Tribunal fornece celular para juizado intimar por meio do WhatsApp

10/06/2016 - 15h43

O corregedor da Justiça do Distrito Federal, desembargador Cruz Macedo, entregou, na sexta-feira (3/6), um celular à juíza do Juizado Especial Cível do Guará, Wannessa Dutra Carlos. O aparelho será usado pelo juizado para realizar intimações, por meio do WhatsApp, a partes de processos que tramitam na serventia. Esse tipo de intimação é usado desde outubro de 2015, como projeto piloto, no Juizado Especial Cível de Planaltina.

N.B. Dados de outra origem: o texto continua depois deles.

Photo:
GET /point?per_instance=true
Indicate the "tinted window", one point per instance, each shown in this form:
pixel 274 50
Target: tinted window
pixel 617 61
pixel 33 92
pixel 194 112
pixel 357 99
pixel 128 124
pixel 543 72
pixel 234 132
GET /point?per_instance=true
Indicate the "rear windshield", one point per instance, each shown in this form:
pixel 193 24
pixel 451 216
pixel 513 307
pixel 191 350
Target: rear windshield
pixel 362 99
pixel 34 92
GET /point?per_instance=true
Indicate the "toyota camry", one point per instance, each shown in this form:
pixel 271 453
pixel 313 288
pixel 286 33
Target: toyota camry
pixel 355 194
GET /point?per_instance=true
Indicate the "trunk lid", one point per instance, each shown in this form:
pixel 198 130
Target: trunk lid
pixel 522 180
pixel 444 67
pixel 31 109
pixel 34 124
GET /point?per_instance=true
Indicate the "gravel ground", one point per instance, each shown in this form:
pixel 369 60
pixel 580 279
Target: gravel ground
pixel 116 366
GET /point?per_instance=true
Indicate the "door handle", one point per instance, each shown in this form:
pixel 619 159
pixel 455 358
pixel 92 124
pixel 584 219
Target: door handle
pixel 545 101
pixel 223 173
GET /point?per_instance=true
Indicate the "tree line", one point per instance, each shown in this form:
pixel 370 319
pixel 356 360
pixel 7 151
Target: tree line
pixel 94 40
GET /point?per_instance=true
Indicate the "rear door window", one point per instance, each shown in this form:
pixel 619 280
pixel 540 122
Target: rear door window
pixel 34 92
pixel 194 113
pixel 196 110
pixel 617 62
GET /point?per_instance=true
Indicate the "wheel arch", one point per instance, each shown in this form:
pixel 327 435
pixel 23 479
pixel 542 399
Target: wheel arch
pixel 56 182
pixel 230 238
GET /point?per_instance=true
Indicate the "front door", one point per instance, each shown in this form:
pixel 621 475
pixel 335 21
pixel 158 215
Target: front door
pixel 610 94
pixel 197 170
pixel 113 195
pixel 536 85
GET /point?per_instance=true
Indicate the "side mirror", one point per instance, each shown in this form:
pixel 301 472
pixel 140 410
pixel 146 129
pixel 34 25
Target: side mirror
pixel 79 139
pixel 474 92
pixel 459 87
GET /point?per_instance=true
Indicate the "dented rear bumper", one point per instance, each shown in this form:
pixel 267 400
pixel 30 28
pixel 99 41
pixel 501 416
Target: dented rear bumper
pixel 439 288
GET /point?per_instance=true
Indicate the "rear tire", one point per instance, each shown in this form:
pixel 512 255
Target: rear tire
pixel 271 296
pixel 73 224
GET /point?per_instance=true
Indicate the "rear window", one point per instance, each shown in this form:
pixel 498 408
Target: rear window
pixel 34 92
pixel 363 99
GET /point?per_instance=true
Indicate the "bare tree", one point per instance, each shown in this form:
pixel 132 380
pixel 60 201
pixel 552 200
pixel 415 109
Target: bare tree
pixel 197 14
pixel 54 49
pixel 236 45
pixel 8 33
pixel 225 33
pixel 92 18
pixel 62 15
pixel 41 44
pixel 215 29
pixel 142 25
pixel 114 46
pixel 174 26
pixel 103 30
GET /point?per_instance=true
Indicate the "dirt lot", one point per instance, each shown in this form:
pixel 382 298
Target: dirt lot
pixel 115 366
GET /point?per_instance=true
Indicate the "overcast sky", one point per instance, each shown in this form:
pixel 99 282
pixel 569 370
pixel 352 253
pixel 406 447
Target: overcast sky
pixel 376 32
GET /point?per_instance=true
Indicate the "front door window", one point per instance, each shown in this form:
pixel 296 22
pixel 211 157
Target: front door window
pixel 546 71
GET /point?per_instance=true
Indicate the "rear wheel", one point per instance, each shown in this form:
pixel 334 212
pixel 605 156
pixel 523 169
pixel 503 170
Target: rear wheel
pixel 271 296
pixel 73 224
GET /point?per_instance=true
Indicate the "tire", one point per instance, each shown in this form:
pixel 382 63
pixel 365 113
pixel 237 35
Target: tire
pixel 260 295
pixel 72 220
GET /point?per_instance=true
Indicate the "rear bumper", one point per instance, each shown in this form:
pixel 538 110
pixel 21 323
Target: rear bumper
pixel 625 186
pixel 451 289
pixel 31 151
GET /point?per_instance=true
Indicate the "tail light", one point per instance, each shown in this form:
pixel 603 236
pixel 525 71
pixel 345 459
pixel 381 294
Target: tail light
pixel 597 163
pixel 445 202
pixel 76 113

Ali, de 660 intimações feitas por meio do aplicativo, apenas 11 não obtiveram êxito — um índice de aproveitamento de 98,5%.

A ideia surgiu de consulta à Corregedoria realizada pela juíza Fernanda Dias Xavier, do Juizado Cível de Planaltina, na tentativa de promover mais economia no custo processual e aumentar a celeridade. A magistrada explica que a intimação por WhatsApp é muito mais ágil, rápida e barata do que pelo oficial de justiça. Conta que boa parte dos moradores de Planaltina trabalha fora da cidade e permanece ausente durante o dia, o que dificulta o trabalho dos oficiais.

A adesão a esse tipo de intimação é voluntária e as partes devem manifestar-se formalmente nesse sentido. A modalidade restringe-se à intimação de autores e réus de causas cíveis e encontra respaldo no novo Código de Processo Civil.

A Corregedoria acompanha de perto a implantação e a evolução do uso da ferramenta e tem-se mostrado otimista com a solução que, além da rapidez, baixo custo e agilidade, ainda conta com o benefício da criptografia das mensagens. Em breve, os procedimentos relativos a esse tipo de intimação serão normatizados. Diante das estatísticas positivas, acredita-se que o sistema deverá ser adotado por muitas outras serventias.